A day after he was challenged in a rancorous, televised debate to sign a People’s Pledge to reject outside campaign spending, Boston City Councilor Josh Zakim said he would.
With a special condition: that he and Secretary of State William Galvin debate at least three more times before the Sept. 4 primary.
Zakim called on Galvin, who has held the post for 24 years, to sign his version of a “Progressive Pledge” that would oppose third-party spending in the campaign; have each of them donate half of their contributions from political committees to a charity; and require each of them to debate twice more, in addition to a radio debate they have scheduled for Aug. 24.
“This is a true progressive pledge that will actually limit outside influence in this campaign in a meaningful way while giving voters more of what they saw [in a debate Tuesday] — clear differences in records, approach, and vision for this important office,” Zakim said in a statement.
The challenge was sent to Galvin late Wednesday afternoon, and he did not immediately comment on his intentions.
The proposal came a day after Galvin alleged that Zakim was poised to benefit from “dark money,” or a third-party “independent expenditure organization” — as labeled by state campaign finance laws — that was set up in March with plans to give him a last-minute anonymous campaign boost just before the election.
The committee, Forward in Mass, was set up by Drew Beres, a Chicago-based lawyer whose only known connection to Massachusetts politics was a $200 donation he gave to Zakim during his inaugural race for City Council in 2013. He has not responded to repeated requests for comment.

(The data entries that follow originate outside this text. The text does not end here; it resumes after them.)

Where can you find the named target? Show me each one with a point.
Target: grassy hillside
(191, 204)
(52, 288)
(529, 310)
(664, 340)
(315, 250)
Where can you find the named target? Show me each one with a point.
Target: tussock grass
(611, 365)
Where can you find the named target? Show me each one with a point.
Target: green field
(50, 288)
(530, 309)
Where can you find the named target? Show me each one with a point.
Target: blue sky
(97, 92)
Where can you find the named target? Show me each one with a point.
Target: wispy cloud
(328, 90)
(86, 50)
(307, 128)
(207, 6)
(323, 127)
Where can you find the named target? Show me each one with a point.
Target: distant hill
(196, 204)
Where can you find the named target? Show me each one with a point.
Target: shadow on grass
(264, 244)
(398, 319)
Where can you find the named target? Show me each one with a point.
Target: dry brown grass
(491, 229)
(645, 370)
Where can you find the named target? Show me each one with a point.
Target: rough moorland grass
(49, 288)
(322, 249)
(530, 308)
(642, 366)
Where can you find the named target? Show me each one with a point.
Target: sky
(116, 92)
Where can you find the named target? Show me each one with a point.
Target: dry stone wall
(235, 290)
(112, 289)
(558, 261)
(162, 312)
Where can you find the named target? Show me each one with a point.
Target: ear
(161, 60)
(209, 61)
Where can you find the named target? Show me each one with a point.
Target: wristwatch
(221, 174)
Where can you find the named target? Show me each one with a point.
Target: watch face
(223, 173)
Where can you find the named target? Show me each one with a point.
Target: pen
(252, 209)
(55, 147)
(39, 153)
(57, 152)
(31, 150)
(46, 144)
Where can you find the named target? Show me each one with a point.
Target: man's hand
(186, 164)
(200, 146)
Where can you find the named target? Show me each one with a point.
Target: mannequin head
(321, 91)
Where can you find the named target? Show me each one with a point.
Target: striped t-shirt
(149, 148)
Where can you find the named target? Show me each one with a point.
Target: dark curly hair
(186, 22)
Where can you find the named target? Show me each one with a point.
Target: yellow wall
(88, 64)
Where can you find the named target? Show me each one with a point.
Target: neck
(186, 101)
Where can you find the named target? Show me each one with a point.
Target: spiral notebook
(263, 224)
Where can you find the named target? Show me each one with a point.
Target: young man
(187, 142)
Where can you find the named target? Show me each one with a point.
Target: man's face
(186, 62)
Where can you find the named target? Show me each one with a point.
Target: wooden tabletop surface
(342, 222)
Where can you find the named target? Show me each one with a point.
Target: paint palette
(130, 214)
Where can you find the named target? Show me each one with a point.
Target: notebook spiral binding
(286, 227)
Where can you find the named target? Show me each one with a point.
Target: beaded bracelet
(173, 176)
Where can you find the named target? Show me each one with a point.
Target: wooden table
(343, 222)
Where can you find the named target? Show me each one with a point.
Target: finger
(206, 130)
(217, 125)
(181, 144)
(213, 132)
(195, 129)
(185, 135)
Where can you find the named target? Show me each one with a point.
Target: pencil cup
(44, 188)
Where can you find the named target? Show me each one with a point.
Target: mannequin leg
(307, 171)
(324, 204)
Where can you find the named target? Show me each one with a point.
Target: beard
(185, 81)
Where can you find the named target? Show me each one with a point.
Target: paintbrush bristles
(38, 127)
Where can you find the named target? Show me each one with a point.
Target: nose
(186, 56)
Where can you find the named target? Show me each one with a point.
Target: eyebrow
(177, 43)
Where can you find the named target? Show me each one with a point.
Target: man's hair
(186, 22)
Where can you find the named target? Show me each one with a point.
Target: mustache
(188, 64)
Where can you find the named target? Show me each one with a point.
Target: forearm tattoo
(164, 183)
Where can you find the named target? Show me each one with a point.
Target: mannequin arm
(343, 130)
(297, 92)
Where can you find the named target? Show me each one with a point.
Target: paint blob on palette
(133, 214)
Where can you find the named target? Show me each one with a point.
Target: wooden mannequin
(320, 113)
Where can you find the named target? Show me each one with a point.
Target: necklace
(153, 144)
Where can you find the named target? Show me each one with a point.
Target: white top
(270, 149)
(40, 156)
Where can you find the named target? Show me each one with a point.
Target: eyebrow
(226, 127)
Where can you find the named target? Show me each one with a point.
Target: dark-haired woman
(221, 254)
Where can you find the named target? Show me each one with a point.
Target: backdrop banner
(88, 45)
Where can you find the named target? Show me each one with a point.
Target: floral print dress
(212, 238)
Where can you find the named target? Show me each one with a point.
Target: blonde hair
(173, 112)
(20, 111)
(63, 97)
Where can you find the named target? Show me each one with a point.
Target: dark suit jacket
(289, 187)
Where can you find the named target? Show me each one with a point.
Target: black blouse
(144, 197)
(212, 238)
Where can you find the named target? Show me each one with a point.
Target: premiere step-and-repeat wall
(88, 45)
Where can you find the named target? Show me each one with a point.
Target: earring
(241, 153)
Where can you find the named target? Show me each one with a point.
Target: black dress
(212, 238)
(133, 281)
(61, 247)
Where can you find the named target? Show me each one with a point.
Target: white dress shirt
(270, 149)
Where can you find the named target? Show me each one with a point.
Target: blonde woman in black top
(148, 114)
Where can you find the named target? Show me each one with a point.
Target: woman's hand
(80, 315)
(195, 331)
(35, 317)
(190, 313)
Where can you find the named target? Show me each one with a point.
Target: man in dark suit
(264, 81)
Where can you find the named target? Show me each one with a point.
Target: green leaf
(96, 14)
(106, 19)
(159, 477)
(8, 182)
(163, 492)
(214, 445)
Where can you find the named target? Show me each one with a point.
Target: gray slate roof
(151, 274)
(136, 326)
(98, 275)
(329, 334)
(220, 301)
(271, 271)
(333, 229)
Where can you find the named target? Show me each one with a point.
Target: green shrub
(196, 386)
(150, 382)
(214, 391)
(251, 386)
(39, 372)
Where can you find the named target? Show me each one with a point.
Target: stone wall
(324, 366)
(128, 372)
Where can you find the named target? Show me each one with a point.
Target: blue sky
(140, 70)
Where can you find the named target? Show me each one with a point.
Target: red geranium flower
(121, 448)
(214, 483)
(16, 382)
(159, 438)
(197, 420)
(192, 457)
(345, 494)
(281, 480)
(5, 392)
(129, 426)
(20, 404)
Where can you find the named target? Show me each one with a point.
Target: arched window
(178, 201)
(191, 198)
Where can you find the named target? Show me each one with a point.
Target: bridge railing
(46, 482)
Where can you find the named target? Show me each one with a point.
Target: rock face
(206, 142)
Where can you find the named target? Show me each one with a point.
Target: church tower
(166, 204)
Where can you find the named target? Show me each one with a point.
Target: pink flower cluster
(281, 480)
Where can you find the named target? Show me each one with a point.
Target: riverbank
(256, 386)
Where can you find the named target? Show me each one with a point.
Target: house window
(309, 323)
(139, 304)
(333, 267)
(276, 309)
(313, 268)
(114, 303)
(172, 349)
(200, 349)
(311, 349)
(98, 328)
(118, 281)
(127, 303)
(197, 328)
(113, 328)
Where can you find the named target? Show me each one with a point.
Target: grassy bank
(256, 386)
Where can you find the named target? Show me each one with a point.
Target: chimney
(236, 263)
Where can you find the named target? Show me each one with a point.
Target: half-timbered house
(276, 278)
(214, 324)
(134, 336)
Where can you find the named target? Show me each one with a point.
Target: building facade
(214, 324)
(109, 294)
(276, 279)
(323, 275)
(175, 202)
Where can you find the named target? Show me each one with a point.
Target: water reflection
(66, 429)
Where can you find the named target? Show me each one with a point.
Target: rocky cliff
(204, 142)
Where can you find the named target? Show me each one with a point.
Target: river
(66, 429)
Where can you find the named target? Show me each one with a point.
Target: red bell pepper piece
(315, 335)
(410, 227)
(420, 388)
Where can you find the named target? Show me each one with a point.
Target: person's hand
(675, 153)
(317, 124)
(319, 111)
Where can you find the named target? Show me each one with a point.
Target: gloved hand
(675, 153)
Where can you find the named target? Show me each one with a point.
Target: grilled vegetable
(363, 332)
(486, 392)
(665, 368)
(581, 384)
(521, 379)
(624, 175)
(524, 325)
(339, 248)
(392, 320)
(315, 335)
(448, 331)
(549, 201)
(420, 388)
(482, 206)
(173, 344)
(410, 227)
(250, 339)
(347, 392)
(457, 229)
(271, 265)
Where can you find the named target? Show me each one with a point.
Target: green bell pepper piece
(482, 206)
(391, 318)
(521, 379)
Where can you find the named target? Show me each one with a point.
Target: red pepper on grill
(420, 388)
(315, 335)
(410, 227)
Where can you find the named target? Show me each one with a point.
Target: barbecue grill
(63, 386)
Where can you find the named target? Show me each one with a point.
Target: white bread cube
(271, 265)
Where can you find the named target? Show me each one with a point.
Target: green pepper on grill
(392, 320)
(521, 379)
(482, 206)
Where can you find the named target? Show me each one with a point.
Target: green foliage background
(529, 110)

Such independent organizations, known as super PACS, are not bound by typical campaign finance laws that apply to candidates, and can raise and spend limitless amounts of money from individuals and corporations. They are not required to identify their objective, or their expenditures and donor list until after they spend money, meaning the organization could wait until the weekend before the election to dump thousands of dollars in advertising spending.
Their only restriction is that they are not allowed to coordinate with a campaign.
Super PACs are different from typical political action committees, such as those set up by labor unions and that openly give money to candidates, and which are held to more transparent campaign finance laws.
Galvin alleged that Zakim was looking to sneak anonymous corporate money into their race for secretary of state.
“You can’t be the chief election officer if you’re going to be the guy who will scheme around it,” he said.
Initially, the Zakim campaign would not accept Galvin’s proposal, calling it an “empty campaign gimmick” that would cloak what he described as Galvin’s own questionable tactics, including his use of state resources to promote his office’s work in campaign-style videos.
The campaign said in a statement late Tuesday that Zakim has not spoken to Beres, the Chicago lawyer, since 2013 and that the campaign “cannot, has not, and will not accept a dime from this, or any other, independent expenditure organization.”
On Wednesday, Zakim issued a new challenge: Each candidate must agree that they “do not approve of . . . and do not want” outside spending on behalf of their campaigns. If outside spending does occur, the benefiting candidate must donate half of what was spent, using money from their own campaign coffers, to a charity of the opposing candidate’s choice.
Moreover, each candidate must donate to charity half of any political action committee contributions they have received since the race began.
Zakim said he donated $625 — half of the political action committee money his campaign has received since he announced his run for the office in November — to the Missionary Franciscan Sisters, a Newton-based charity Galvin has supported.
The campaign identified $8,300 that Galvin has received from political action committees, mostly unions, since November.
As of July, Zakim had close to $600,000 in his campaign coffers. Galvin had more than $2.6 million.
The condition is that Galvin again debate Zakim, something the challenger said the incumbent has been unwilling to do.
“Time will tell if this is just another election-year conversion or if Galvin is ready to come out of his cozy, unchallenged perch to give the voters a clean, open, and honest campaign,” Zakim said in a statement.